Here are a few baseball-related thoughts that occurred to me while watching bits and pieces of baseball's division series:
-First it was Jerry Hairston. Then came Felix Pie. Young, unproven Orioles players who were rebuked by opposing teams for their overly enthusiastic displays on the diamond.
Granted, baseball doesn't need to become the NFL where routine regular season plays produce choreographed histrionics, but isn't there some room for emotion in the national pastime?
Give me Yorvit Torrealba clapping frenziedly at second base following his clutch two-run double against the Phillies.
Give me Jayson Werth celebrating at first base a half-inning later following an equally clutch hit that served as the proverbial final nail in the Rockies' playoff coffin.
The best part is no one has to worry about getting a pitch in the ear for showing some genuine emotion.
I'm glad the etiquette of post-season baseball allows players to be excited.

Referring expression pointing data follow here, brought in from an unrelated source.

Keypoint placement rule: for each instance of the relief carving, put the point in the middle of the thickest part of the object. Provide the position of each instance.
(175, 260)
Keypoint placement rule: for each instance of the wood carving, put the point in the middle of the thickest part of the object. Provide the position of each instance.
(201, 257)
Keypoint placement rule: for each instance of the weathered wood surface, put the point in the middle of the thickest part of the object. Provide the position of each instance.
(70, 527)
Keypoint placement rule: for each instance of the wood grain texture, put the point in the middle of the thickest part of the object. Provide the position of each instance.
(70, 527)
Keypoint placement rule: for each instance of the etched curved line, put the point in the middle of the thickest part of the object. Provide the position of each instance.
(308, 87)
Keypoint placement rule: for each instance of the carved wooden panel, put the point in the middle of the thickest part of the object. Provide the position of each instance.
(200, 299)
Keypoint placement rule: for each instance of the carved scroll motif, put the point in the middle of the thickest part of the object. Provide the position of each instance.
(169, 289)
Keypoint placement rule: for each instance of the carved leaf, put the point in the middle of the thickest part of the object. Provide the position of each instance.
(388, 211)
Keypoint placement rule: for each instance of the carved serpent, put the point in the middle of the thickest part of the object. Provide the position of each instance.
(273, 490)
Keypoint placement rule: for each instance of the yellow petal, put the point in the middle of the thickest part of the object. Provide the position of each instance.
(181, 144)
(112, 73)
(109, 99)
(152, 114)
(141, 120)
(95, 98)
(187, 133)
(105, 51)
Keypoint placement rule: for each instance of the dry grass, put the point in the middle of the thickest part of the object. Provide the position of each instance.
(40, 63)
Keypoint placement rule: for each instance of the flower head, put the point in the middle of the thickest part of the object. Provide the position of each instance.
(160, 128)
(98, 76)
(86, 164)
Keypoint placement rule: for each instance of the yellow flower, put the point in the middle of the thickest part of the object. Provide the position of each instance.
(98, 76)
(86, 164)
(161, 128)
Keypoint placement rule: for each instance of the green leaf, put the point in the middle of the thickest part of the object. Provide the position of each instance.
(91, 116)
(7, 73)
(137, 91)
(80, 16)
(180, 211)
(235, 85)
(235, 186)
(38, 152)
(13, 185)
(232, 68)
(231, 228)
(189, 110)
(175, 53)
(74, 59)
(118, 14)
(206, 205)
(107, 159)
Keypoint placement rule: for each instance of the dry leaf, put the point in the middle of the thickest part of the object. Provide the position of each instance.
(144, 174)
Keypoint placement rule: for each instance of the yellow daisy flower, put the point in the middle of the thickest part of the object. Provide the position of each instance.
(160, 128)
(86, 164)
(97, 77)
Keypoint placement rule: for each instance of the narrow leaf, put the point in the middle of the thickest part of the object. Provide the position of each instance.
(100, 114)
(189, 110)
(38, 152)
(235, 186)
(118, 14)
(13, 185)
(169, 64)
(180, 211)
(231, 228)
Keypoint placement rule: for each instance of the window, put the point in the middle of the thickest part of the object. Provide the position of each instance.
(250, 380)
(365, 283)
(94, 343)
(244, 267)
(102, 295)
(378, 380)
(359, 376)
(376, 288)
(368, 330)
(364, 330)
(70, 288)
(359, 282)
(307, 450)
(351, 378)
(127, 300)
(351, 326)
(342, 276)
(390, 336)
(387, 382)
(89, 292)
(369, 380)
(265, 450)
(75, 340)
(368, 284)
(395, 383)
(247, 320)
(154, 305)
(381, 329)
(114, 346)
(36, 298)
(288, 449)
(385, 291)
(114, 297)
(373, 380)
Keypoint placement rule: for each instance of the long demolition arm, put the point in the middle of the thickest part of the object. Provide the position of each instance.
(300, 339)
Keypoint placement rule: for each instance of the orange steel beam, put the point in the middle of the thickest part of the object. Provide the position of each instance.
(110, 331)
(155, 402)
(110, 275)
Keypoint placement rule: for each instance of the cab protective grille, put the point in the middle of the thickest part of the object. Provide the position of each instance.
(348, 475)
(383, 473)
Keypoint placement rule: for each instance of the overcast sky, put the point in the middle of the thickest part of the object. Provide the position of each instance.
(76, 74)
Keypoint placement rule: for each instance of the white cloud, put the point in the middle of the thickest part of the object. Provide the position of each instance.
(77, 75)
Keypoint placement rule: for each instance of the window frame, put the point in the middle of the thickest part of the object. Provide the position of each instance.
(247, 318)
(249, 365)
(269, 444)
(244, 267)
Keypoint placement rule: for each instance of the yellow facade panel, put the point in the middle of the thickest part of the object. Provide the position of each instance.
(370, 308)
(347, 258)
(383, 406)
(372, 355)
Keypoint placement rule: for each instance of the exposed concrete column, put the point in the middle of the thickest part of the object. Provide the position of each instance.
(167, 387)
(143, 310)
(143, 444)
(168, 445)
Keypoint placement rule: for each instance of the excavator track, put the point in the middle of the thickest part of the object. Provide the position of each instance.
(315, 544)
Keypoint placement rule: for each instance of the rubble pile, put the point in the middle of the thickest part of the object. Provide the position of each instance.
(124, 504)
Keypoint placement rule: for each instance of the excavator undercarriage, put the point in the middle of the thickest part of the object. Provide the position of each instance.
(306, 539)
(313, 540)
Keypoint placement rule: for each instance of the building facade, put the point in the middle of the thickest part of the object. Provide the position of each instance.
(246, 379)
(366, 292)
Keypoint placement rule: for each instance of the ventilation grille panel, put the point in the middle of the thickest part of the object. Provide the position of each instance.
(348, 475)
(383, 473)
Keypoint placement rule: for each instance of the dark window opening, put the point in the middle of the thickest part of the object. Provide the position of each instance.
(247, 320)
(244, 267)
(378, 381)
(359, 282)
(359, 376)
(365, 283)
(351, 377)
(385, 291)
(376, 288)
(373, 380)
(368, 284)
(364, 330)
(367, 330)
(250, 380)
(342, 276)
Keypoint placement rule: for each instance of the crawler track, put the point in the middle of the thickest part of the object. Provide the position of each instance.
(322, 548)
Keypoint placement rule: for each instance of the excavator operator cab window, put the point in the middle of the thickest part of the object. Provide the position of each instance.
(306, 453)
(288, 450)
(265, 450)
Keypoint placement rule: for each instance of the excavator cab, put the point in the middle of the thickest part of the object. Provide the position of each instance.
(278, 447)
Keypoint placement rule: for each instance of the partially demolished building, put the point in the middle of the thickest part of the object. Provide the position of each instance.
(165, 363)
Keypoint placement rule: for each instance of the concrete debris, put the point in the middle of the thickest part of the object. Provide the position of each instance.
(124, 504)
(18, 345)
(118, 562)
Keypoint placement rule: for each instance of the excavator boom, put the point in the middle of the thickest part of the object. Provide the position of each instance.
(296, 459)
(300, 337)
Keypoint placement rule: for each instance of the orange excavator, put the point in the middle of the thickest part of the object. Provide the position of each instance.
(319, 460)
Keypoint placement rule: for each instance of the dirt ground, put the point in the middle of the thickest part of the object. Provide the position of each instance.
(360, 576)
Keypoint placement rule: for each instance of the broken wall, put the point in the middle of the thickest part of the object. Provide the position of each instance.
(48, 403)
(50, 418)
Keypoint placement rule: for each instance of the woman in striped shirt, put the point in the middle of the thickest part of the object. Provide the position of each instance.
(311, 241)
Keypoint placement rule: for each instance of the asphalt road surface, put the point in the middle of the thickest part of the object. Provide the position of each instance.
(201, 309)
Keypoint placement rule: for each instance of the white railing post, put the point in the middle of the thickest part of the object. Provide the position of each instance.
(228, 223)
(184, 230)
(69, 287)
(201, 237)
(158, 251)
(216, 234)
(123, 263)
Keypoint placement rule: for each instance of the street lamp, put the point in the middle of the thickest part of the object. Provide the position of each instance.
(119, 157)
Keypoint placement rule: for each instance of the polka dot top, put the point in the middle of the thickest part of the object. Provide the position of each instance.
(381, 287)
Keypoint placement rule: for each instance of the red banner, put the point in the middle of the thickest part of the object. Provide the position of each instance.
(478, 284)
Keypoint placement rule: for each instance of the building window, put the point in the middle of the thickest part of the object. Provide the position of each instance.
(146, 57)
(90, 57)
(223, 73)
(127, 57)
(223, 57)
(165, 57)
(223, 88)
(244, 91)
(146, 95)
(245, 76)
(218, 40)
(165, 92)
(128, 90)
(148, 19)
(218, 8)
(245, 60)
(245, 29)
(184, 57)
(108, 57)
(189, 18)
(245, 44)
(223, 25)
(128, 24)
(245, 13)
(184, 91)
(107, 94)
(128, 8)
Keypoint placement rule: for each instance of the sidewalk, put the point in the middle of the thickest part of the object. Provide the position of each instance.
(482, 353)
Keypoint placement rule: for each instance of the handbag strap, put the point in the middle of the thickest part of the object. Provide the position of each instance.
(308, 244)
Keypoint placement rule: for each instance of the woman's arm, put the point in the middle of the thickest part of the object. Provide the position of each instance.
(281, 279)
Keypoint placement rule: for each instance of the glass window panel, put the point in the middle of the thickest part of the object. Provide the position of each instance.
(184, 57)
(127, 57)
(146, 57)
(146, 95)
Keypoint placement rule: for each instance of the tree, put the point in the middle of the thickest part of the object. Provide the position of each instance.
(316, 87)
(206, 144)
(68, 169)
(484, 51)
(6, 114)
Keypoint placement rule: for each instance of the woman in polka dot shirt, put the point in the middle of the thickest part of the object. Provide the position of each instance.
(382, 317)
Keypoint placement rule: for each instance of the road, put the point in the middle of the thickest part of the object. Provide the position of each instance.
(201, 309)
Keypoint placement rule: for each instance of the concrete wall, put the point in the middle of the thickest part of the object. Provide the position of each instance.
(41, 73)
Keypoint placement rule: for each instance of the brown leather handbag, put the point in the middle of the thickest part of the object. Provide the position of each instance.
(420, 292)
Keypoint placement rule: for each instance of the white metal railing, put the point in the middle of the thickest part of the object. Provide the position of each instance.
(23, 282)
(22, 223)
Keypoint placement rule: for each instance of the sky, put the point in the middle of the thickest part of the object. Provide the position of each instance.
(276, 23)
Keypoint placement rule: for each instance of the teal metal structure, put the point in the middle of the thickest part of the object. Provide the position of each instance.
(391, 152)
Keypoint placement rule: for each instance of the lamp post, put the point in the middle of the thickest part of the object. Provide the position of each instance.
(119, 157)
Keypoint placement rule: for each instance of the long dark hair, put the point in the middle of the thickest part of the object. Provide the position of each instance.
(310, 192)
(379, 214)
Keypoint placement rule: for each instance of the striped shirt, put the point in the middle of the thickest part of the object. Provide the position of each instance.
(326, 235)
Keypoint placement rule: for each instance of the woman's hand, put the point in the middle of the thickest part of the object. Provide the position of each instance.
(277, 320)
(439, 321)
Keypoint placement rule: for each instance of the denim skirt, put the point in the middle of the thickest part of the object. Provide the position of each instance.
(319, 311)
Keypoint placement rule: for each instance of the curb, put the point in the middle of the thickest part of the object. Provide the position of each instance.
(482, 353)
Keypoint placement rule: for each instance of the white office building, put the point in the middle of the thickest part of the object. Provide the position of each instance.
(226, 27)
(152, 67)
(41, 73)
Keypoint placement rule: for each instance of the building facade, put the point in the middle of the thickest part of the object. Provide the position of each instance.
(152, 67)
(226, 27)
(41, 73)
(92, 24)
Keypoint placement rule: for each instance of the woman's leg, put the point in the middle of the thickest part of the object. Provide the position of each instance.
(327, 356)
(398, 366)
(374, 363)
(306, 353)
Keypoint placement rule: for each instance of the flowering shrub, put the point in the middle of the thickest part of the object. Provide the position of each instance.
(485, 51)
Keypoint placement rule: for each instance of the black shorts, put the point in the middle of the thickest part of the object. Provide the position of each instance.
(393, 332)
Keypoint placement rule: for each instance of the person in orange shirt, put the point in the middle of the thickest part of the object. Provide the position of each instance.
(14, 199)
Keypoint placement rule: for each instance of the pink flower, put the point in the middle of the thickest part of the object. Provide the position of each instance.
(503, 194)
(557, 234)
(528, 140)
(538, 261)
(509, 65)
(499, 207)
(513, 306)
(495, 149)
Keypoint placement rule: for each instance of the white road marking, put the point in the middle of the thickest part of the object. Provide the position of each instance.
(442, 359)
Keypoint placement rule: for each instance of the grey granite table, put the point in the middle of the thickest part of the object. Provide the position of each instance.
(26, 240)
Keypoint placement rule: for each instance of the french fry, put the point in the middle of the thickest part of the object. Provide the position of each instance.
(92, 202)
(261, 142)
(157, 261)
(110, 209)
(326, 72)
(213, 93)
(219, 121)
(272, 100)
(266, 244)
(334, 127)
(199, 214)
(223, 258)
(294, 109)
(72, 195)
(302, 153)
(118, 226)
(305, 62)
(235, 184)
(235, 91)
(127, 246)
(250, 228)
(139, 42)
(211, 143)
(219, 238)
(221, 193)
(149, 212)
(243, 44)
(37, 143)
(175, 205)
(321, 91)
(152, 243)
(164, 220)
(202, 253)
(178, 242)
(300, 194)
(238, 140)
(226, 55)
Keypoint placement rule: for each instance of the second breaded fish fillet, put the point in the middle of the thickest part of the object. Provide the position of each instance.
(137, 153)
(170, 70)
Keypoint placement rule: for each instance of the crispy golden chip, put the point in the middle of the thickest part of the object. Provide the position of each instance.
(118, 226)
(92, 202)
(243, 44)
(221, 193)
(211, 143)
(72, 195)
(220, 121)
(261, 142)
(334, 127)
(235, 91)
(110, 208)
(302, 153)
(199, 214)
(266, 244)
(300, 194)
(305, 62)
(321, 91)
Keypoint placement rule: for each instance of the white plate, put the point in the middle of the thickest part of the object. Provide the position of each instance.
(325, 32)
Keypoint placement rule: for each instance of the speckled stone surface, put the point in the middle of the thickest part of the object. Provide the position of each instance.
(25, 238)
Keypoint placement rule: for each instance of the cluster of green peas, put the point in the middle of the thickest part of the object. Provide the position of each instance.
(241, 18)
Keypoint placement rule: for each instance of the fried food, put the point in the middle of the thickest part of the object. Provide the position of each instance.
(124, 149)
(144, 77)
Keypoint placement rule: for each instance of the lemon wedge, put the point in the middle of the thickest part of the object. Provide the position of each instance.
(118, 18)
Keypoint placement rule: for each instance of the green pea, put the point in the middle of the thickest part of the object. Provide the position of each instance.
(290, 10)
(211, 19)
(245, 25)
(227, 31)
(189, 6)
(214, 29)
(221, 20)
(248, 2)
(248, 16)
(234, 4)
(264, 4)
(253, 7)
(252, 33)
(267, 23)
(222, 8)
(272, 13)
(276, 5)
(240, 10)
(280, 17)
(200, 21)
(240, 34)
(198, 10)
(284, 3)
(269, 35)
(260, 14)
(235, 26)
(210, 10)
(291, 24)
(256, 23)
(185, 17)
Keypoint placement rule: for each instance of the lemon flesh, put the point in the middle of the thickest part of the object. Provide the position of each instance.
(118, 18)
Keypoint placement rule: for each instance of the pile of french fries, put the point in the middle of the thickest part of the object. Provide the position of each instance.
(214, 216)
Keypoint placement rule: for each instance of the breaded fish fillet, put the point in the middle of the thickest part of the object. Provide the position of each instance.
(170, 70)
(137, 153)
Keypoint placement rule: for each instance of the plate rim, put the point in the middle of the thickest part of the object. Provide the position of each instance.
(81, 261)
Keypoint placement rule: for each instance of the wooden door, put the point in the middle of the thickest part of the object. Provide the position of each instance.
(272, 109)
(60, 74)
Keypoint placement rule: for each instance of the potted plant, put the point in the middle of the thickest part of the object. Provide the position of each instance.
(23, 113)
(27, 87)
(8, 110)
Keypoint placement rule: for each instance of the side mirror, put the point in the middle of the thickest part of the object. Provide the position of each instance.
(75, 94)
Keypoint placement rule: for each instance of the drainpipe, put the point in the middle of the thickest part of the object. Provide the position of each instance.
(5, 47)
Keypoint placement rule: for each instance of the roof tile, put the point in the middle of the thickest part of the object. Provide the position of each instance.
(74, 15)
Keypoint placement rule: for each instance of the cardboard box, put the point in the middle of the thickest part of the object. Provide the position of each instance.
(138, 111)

-Speaking of emotion, baseball should establish a rule that any fan who sits behind the dugout during a playoff game, wears a suit, and fails to stand up during critical eighth and ninth-inning sequences is no longer welcome at the ballpark. Ever.
There were at least a handful of fans at Coors Field on Sunday night who qualified for ballpark banishment.
-Instant replay? No way.
I'm no inflexible traditionalist.
I know replay seems like the right thing to do following Joe Mauer's fair-called-foul ball against the Yankees in extra innings of Game 2 of the ALDS.
I still don't want to see replay ruin the flow of baseball games the way it's doing in pro football.
Sure, there are some cases of clear umpire error like the Mauer hit, but for every clearly blown call there are several times more instances where slow motion look-backs only serve to confuse the issue further.
How many times have you seen NFL announcers watch a replay from several angles, fail to come to a definitive conclusion about what happened, and ultimately fall back on the old line about "indisputable video evidence"?
Rarely are close calls indisputable no matter the speed at which you watch them. The ones that are produce great outrage and calls for unnecessary measures like, well, instant replay.
Umpires make tons of judgment calls throughout a game. Only rarely does one of those calls dramatically affect the outcome. When it does, fans, players, and the media alike all have to deal with it and move on. Either that or harbor a well-earned grudge for eternity as I'm doing with Jeffrey Maier.